I fit this type of model for 130 different bacterial species. Then for each of the 130 models, I hypothesize that the model parameter \mu of the skew normal model is different in the post treatment group compared to the other 3 subgroups. To check this, I did the following:
Given the way I set contrasts, the posterior distribution of the intercept reflects the parameter \mu for the pre-no group. The intercept + the “treatment posterior” is then the pre-yes group. The intercept + time the post-no group and finally intercept + treatment + time + time:treatment posterior is the post-yes group.
So, I added them accordingly and end up with 4 posterior distributions that reflect the parameter \mu for each of my subgroups.
Then to answer my hypothesis, in R I calculated e.g.
mean((yespost - yespre) < 0)
as the probability that the parameter \mu differs between these two groups. Using this approach I also compared the group “yespost” to all other groups and thus end up with 130 probabilities for each of the three comparisons.
Of course, before I went on, I checked the diagnostics. I used shinystan for visualization and checked the nuts diagnostic parameters. Of the 130 models I could include 120 and for the other ones increasting the exponential prior to e.g. 30 might do the trick.
By subtracting the posterior distributions that reflect \mu for my subgroups, I can quantify mean difference with credible interval and also can make a statement about the probability of the difference being greater than 0.
Next I tried to correct for multiple testing. Here I struggle the most. If someone has a good resource where this is explained it would be great. I thought that I could just sort the probabilities for each comparison and then keep the maximum amount of outcomes such that the mean probability of those stays below e.g. 0.05. The latter would mean that 5% of the values in my list are false discoveries. Is this a correct way to account for multiple comparisons?

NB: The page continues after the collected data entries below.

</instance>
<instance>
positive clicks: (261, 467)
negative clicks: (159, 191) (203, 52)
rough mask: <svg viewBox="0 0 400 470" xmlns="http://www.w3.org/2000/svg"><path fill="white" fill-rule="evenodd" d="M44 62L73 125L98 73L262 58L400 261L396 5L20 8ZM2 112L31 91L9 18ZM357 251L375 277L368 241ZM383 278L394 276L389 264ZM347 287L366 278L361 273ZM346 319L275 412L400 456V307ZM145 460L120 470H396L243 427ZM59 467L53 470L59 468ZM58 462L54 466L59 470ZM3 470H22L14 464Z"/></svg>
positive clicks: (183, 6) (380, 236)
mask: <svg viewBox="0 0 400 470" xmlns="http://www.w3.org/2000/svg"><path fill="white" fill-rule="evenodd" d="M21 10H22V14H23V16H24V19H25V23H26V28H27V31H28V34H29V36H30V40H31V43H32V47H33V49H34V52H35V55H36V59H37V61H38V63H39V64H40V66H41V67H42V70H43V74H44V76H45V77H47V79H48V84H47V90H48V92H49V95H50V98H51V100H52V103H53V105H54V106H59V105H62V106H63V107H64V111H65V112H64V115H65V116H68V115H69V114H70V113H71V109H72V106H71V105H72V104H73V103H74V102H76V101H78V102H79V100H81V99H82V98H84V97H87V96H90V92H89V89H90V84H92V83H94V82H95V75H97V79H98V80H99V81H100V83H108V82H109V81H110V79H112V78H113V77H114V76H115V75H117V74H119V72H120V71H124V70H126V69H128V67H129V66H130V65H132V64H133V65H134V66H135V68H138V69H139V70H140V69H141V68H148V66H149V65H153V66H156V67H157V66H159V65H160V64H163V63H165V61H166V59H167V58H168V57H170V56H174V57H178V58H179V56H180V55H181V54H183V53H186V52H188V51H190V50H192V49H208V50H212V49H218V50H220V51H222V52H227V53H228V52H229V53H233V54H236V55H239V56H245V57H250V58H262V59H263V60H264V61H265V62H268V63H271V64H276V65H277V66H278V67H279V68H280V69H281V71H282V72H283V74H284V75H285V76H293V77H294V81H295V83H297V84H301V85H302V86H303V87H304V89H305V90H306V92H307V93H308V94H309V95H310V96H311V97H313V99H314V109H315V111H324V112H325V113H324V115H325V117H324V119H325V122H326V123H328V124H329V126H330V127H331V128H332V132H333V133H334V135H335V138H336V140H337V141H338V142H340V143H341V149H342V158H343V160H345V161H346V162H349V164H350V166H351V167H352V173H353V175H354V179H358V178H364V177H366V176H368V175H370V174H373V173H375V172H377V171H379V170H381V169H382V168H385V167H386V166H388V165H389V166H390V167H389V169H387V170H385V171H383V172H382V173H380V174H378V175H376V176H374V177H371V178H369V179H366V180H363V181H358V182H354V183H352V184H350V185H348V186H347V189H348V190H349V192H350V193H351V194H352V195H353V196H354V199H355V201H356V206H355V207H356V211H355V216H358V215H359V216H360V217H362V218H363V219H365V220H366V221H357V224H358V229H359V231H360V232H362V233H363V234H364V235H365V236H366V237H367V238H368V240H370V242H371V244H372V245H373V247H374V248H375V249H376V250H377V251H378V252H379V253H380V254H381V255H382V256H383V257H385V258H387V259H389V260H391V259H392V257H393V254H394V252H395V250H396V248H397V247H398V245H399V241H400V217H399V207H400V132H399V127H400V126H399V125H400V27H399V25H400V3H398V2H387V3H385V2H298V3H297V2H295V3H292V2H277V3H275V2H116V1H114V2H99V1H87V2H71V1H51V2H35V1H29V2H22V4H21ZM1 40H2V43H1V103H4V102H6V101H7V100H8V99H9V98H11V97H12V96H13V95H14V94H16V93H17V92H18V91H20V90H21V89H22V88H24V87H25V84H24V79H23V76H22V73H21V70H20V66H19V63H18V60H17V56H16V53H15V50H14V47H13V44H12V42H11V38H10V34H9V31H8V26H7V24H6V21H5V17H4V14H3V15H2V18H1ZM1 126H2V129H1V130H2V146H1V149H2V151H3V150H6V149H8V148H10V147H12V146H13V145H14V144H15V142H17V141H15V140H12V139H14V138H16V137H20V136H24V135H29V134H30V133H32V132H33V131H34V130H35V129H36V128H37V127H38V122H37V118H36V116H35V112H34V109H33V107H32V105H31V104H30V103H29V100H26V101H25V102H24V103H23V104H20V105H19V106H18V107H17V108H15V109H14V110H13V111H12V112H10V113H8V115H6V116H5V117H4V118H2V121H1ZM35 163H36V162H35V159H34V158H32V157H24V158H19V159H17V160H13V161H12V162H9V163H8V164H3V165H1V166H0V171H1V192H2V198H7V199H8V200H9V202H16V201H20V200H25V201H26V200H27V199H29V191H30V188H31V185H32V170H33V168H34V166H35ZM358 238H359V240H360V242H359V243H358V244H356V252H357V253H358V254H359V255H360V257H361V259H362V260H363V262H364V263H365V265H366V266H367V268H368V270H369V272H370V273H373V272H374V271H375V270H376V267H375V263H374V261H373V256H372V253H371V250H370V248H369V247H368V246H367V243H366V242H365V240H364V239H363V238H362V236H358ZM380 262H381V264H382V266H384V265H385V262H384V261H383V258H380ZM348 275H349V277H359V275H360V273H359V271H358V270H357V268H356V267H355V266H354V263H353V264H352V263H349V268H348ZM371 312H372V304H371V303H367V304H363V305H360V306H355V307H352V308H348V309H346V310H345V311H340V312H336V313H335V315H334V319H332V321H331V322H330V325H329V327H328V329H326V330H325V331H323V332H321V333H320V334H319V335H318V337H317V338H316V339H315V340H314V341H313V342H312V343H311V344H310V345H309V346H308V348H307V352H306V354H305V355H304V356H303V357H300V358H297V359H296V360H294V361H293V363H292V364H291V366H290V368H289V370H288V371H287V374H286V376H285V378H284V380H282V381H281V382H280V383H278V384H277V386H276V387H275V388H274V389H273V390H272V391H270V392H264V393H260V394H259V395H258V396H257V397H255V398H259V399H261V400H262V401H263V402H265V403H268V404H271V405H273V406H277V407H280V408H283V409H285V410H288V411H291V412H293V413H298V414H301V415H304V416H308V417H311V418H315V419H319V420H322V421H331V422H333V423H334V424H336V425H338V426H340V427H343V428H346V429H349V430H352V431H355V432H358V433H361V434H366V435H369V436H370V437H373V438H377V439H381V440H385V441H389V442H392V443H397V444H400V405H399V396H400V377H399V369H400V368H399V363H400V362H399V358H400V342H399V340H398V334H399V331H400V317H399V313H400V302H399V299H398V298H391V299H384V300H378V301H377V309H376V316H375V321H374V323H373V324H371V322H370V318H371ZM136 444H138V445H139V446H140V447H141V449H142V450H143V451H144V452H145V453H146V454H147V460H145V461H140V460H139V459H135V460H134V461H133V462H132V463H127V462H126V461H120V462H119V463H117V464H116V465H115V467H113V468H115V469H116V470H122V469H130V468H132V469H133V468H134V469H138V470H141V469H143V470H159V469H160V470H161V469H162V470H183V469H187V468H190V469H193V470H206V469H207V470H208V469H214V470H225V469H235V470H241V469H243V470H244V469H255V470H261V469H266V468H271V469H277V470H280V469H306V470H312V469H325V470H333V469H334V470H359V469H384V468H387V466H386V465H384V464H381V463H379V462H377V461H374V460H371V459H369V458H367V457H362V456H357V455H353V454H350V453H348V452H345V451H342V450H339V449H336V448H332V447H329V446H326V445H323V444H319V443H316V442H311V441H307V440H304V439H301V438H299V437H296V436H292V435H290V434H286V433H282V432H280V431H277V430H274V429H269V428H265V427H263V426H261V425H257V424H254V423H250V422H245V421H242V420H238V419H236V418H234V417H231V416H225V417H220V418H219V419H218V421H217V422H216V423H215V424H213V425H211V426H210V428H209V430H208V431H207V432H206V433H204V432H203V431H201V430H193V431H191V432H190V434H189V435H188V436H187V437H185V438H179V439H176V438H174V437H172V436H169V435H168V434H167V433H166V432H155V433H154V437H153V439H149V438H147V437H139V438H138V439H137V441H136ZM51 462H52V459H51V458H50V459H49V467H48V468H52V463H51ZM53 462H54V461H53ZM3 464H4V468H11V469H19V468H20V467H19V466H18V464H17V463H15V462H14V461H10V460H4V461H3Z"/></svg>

What is surprising to me is that I find many very small effects. Even though they might not be very meaningful I would expect that if there is no effect at all that zero is very likely to be included in the credible interval most of the time. To compare, I looked at the same question but used lme4. But a direct comparison is difficult because: 1. I cannot use shrinkage for the age and the covariate parameter + as far as I know I only would do posthoc testing if the interaction is significant and this is not nearly as often the case as I found “significant” difference using the model above.
Any thoughts or feedback is welcome!